The rate of seed production is variable: relatively low and sometimes negligible seed production. Seedlings remain the predominant method of extending its range. It has a low germination rate in the wild, although this can be improved in nurseries.

== Distribution ==

Hippocrepis comosa is found in the UK, predominantly in the south..

== Habitat ==

Hippocrepis comosa is a calciole (found only on chalk and limestone). It is a hardy plant that survives long periods of cold winters and dry summers years after year. Colonies are not harmed by sheep grazing, and are resistant to moderate trampling; they do not thrive after heavy ploughing or disturbance of the ground. In areas grazed by cattle they disappear, sometimes after several years (depending on grazing intensity.)

== Ecology and butterflies ==

Hippocrepis comosa is the exclusive food plant of the caterpillars of chalkhill blue (Polyommatus coridon) and Adonis blue (Polyommatus bellargus) butterflies.

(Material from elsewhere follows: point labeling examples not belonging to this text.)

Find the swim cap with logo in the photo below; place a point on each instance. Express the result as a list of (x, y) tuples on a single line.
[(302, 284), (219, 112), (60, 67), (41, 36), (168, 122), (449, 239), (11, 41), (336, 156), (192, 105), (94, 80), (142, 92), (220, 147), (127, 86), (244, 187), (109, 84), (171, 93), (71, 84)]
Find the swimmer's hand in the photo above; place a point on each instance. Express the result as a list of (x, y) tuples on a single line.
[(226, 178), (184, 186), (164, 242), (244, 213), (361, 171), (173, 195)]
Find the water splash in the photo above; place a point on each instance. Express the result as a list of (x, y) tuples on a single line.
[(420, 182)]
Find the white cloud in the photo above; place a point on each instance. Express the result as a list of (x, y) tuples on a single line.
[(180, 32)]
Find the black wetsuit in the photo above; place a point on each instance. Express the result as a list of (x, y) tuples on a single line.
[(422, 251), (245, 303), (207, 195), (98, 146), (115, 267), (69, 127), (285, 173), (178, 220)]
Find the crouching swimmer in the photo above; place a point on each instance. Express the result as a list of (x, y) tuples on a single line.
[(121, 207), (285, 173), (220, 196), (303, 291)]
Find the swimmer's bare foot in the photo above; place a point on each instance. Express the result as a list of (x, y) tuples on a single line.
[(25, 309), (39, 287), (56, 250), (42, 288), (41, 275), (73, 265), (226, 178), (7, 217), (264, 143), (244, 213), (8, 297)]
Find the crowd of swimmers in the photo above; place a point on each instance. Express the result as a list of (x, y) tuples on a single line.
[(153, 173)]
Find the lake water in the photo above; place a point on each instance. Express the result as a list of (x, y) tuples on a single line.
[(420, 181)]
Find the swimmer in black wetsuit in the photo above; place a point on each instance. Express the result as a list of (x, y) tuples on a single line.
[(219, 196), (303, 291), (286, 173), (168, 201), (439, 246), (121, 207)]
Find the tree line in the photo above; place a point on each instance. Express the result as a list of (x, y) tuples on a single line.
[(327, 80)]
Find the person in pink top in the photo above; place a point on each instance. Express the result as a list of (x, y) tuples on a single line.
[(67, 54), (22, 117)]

Populations that support such butterflies occur on longstanding ungrazed meadows, quarries, edges of paths and wasteland; outside of southern England and the Midlands (e.g. the Gower and Yorkshire populations) the climate is unsuitable for the butterflies.

Re-establishment of a colony of H. comosa is best attempted by planting individual plants: direct sowing has poor rates of success. Even this however offers no guarantee of a permanent colony (within a period as long as 20 years) and even less likelihood that the new plants will be used by significant populations of chalkhill blue butterflies within another 50 years.